The Association for Computing Machinery (ACM) has awarded the prestigious ACM Software System Award to Professor Gernot Heiser and Associate Professor Kevin Elphinstone of UNSW Computer Science and Engineering, UNSW associates June Andronick, Gerwin Klein, Rafal Kolanski, and their team.

The ACM Software System Award recognises the development of a software system that has had a lasting influence, reflected in contributions to concepts, in commercial acceptance, or both. It carries a prize of USD35,000. Professor Heiser and his team receive the award for the development of the first industrial-strength, high-performance operating system to have been the subject of a complete, machine-checked proof of functional correctness.

In 2009, the Software System Awardees presented the seL4 microkernel, together with a mathematical proof of correctness of its C-language implementation. From the beginning, seL4 was built for real-world use, reflected in is best-of-class performance and design for generality and security. In subsequent years, the team further added proofs that seL4 enforces the core security properties of integrity and confidentiality, and extended the proof to the binary code of the kernel, thus removing the need to trust the C compiler. They also performed the first sound and complete worst-case execution-time analysis of a protected-mode operating system.
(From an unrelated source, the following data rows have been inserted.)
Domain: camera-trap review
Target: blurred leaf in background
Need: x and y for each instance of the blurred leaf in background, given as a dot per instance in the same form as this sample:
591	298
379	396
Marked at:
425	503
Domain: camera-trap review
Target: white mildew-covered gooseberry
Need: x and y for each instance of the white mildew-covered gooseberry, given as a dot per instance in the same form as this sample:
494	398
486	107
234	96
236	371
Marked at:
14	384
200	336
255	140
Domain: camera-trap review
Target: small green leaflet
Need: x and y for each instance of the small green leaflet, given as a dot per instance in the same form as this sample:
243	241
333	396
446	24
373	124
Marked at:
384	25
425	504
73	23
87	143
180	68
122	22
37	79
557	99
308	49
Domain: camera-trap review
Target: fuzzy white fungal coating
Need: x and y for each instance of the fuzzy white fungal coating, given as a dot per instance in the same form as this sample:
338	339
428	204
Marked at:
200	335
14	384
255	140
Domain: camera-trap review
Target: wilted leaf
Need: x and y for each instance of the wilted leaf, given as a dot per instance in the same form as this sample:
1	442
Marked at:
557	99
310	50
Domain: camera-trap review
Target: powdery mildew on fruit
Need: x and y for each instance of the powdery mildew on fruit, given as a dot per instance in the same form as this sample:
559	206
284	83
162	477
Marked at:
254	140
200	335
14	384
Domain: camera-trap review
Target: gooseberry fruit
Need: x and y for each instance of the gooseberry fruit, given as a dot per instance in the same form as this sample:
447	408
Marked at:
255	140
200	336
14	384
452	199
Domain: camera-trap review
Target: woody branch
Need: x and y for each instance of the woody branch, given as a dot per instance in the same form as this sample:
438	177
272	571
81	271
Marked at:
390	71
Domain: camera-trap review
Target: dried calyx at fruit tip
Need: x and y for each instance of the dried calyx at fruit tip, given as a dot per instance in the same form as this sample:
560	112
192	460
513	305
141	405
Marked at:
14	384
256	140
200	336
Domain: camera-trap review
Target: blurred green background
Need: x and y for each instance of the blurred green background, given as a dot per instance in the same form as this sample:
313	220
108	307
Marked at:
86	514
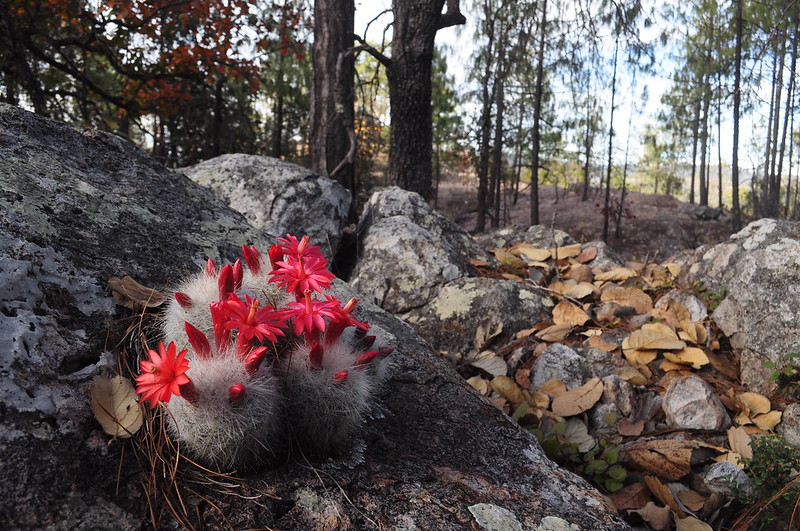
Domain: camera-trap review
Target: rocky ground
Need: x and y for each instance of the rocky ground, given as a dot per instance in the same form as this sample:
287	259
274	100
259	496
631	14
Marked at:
655	228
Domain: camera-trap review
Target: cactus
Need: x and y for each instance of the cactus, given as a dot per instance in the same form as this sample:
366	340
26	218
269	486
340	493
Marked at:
265	361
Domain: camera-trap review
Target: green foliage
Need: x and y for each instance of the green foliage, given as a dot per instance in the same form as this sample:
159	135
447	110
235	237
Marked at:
771	469
600	465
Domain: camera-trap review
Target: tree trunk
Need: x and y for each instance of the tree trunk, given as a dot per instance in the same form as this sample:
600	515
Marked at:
607	207
736	219
411	136
329	140
537	116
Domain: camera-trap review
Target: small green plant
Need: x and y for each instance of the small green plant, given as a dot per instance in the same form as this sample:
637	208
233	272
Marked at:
786	377
771	491
599	465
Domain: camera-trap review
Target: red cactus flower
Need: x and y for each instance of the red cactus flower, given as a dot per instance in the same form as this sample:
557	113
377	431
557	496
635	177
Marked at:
252	321
164	375
308	316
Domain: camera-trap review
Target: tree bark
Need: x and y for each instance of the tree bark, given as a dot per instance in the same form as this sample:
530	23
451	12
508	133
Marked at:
411	136
537	116
330	141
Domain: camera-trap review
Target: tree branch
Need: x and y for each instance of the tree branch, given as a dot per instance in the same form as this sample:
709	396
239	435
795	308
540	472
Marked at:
382	59
452	17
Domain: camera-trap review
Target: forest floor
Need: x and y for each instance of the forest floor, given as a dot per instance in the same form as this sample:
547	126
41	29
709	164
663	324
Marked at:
655	227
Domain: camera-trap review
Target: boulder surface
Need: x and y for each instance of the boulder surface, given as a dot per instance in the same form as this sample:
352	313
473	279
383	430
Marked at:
77	208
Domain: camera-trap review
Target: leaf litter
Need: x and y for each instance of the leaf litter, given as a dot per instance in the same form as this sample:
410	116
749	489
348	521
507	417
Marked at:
617	312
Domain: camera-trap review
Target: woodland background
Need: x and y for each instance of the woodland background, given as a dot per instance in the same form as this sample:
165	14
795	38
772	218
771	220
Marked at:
188	80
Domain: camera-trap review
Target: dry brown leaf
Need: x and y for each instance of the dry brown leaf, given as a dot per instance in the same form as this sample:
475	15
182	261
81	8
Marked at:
480	384
632	376
115	406
555	333
663	494
566	251
626	428
688	356
690	523
693	501
639	357
767	421
667	458
654	336
656	517
601	344
130	294
739	441
633	297
633	496
587	255
616	274
578	400
754	403
566	313
530	252
508	389
553	387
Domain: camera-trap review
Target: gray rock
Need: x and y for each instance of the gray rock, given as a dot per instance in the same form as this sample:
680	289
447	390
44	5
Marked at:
453	318
77	208
407	251
562	363
789	427
758	269
721	477
691	404
696	308
278	197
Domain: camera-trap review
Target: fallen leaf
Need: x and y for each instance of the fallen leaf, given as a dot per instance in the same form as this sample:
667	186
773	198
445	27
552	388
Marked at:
579	399
633	496
667	458
656	517
115	406
688	356
663	494
754	403
616	274
626	428
693	501
587	255
530	252
690	523
654	336
566	313
480	384
128	293
739	441
633	297
566	251
601	344
767	421
555	333
508	389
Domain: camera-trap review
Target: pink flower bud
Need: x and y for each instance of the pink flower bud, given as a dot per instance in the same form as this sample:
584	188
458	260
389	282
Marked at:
198	341
183	299
236	393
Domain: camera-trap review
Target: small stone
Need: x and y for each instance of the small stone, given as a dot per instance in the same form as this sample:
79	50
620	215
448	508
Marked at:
494	518
690	404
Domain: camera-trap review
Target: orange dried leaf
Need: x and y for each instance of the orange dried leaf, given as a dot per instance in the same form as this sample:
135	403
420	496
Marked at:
578	400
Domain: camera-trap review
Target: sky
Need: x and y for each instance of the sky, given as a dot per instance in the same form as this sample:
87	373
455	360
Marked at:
458	42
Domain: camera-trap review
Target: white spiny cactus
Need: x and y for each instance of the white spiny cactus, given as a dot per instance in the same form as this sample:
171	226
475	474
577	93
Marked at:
266	363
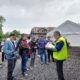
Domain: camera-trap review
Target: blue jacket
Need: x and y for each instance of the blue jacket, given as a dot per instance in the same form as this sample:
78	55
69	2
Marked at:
8	49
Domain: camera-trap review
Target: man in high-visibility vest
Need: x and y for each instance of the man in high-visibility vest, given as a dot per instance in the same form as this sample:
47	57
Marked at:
59	53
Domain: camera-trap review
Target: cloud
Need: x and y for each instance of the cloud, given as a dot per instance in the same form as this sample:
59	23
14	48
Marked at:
25	14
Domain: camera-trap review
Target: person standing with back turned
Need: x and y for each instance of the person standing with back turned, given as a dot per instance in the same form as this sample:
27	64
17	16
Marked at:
60	53
11	55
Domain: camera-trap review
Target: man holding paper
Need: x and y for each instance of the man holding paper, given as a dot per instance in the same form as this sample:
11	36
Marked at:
60	53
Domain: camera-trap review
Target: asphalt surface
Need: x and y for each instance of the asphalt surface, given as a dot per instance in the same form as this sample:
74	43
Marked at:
48	72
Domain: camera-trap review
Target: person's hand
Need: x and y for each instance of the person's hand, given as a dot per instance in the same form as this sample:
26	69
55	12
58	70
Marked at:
47	47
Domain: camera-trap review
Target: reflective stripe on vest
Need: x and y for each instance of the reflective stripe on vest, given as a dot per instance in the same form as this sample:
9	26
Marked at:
62	54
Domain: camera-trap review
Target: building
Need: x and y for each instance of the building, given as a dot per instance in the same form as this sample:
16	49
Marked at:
36	31
71	31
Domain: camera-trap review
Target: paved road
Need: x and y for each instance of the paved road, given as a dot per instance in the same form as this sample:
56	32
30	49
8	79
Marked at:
48	72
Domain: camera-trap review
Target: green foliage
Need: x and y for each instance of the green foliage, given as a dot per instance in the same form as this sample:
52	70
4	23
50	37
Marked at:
17	33
6	35
2	19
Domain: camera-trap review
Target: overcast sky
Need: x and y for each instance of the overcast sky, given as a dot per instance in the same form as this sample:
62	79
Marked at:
25	14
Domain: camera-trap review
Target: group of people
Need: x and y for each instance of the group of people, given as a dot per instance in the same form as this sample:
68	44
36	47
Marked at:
26	48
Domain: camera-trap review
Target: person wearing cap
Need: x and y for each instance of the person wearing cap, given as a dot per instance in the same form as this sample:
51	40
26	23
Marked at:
60	53
24	52
11	55
42	50
50	52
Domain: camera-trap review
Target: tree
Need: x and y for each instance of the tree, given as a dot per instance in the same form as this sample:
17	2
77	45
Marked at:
2	19
17	33
6	35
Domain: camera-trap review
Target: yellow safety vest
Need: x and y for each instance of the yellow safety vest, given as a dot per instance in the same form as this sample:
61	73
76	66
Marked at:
62	54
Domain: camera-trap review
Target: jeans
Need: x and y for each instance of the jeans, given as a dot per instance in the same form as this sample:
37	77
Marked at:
24	57
50	56
3	56
43	56
59	66
11	66
33	56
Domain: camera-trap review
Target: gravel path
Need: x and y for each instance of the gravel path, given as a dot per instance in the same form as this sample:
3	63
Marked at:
48	72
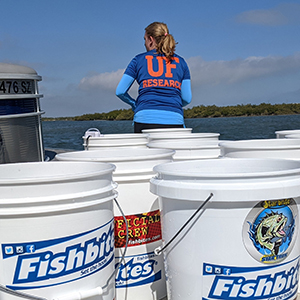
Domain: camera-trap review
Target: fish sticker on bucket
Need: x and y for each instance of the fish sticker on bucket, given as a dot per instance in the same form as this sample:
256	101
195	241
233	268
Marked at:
269	230
142	229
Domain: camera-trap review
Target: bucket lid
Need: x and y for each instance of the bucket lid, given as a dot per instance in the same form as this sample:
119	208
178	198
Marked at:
231	180
167	130
115	155
184	145
182	136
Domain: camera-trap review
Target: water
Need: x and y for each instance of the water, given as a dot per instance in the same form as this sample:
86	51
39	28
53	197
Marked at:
68	134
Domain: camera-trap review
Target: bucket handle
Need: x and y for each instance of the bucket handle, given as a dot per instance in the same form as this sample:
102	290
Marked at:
98	291
159	250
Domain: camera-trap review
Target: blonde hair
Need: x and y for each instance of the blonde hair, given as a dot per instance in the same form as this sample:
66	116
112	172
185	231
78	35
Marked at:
165	42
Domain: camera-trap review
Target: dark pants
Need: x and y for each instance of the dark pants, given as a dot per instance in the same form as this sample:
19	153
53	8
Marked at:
138	127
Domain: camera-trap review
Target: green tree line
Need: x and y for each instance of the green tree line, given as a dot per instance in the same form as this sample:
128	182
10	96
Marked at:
202	111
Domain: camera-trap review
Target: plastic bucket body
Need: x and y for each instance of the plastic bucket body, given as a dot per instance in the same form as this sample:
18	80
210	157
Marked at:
293	136
134	140
243	244
264	148
189	149
56	221
281	134
159	131
141	276
183	137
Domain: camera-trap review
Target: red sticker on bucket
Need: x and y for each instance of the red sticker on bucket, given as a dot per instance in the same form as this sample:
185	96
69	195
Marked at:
142	229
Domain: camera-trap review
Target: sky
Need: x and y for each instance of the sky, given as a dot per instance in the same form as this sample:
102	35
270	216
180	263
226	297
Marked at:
238	51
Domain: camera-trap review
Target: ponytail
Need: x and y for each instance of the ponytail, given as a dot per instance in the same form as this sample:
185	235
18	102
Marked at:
165	42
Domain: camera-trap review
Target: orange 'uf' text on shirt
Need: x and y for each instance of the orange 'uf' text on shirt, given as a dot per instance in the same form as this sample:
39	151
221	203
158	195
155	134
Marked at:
168	73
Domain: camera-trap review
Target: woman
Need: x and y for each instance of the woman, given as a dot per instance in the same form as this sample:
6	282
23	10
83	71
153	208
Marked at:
164	82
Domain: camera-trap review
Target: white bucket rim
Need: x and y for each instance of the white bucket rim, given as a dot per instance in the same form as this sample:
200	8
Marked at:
199	135
177	145
293	136
262	144
177	168
62	177
125	154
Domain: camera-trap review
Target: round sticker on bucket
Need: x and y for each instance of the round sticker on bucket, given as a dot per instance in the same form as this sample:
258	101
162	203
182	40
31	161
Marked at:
269	230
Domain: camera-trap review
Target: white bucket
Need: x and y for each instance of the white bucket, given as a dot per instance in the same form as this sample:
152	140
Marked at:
293	136
124	140
282	133
56	221
178	131
217	255
186	149
264	148
184	137
143	275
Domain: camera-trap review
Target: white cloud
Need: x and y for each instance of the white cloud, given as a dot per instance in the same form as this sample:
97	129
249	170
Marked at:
103	81
282	14
240	70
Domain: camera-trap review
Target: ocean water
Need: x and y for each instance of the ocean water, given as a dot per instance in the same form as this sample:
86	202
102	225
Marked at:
68	134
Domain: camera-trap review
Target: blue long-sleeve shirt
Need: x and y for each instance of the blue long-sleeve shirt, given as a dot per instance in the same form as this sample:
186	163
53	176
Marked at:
164	88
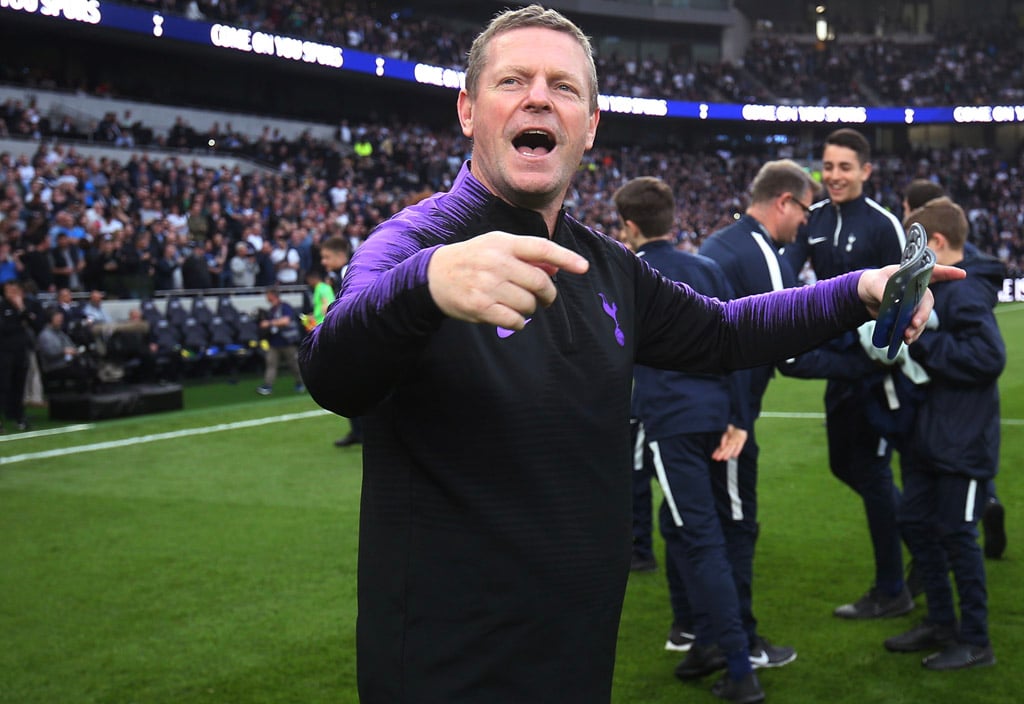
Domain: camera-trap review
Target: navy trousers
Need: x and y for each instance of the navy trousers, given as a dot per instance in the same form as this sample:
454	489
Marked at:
939	519
695	547
861	458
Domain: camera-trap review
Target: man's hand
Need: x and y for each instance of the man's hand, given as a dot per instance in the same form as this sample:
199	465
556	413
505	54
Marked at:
499	278
871	287
731	444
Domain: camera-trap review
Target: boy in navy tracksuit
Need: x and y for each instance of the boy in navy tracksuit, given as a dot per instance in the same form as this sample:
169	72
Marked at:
846	232
954	449
695	428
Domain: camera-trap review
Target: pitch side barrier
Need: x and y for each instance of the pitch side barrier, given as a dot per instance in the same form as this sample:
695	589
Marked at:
1013	291
92	15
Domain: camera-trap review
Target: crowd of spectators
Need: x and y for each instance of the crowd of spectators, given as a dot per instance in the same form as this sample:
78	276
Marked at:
952	64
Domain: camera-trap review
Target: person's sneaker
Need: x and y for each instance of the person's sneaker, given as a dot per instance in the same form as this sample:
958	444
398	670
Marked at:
764	654
745	691
643	563
700	661
679	640
923	636
960	656
993	521
875	604
913	581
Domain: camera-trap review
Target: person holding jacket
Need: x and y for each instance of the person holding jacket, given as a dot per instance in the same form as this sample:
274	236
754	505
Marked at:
695	427
845	232
748	251
955	447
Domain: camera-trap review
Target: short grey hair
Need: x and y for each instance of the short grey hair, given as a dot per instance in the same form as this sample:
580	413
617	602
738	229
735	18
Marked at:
531	15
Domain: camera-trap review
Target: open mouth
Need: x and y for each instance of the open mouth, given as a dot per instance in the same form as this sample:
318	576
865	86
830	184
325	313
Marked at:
536	142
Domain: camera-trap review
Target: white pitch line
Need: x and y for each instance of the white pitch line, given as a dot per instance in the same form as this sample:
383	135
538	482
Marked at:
798	415
43	433
142	439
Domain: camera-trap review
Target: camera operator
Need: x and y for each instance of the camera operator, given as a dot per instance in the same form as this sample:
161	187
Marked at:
244	266
59	357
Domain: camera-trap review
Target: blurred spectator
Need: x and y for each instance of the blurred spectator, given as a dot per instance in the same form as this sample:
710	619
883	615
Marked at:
93	310
68	262
59	357
168	269
281	325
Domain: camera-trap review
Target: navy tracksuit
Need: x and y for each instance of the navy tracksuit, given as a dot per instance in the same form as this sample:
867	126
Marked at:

The seL4 microkernel and its verification has fundamentally changed the research community’s perception of what formal methods can accomplish: it showed that not only is it possible to complete a formal proof of correctness and security for an industrial-strength operating-system kernel, but that this can be accomplished without compromising performance or generality. The continuously maintained and growing proofs on seL4, now well over a million lines of proof script, gave rise to a new discipline of proof engineering—the art of proof process modelling, effort estimation, and the systematic treatment of large-scale proofs.

“This award recognises work that started at UNSW in the 1990s, and finally led to the breakthrough result of the formal correctness proof of seL4 in 2009. seL4 continues to be at the core of the research and transition activities of UNSW’s Trustworthy Systems research group, aiming to make secure and dependable computer systems a reality. A world-wide community of collaborators and ecosystem partners is deploying seL4 in security- and safety-critical systems, especially in defence, autonomous vehicles and critical infrastructure,” says Professor Gernot Heiser.

The team consists of Gernot Heiser (UNSW), Gerwin Klein (Proofcraft), Harvey Tuch (Google) Kevin Elphinstone (UNSW), June Andronick (Proofcraft), David Cock (ETH Zurich), Philip Derrin (Qualcomm), Dhammika Elkaduwe (University of Peradeniya), Kai Engelhardt, Toby Murray (University of Melbourne), Rafal Kolanski (Proofcraft), Michael Norrish (Australian National University), Thomas Sewell (University of Cambridge), and Simon Winwood (Galois).

ACM is the world’s largest educational and scientific computing society, uniting computing educators, researchers, and professionals to inspire dialogue, share resources, and address the field’s challenges. Recognising individuals is one way ACM educates the wider public about the science behind technologies we use every day.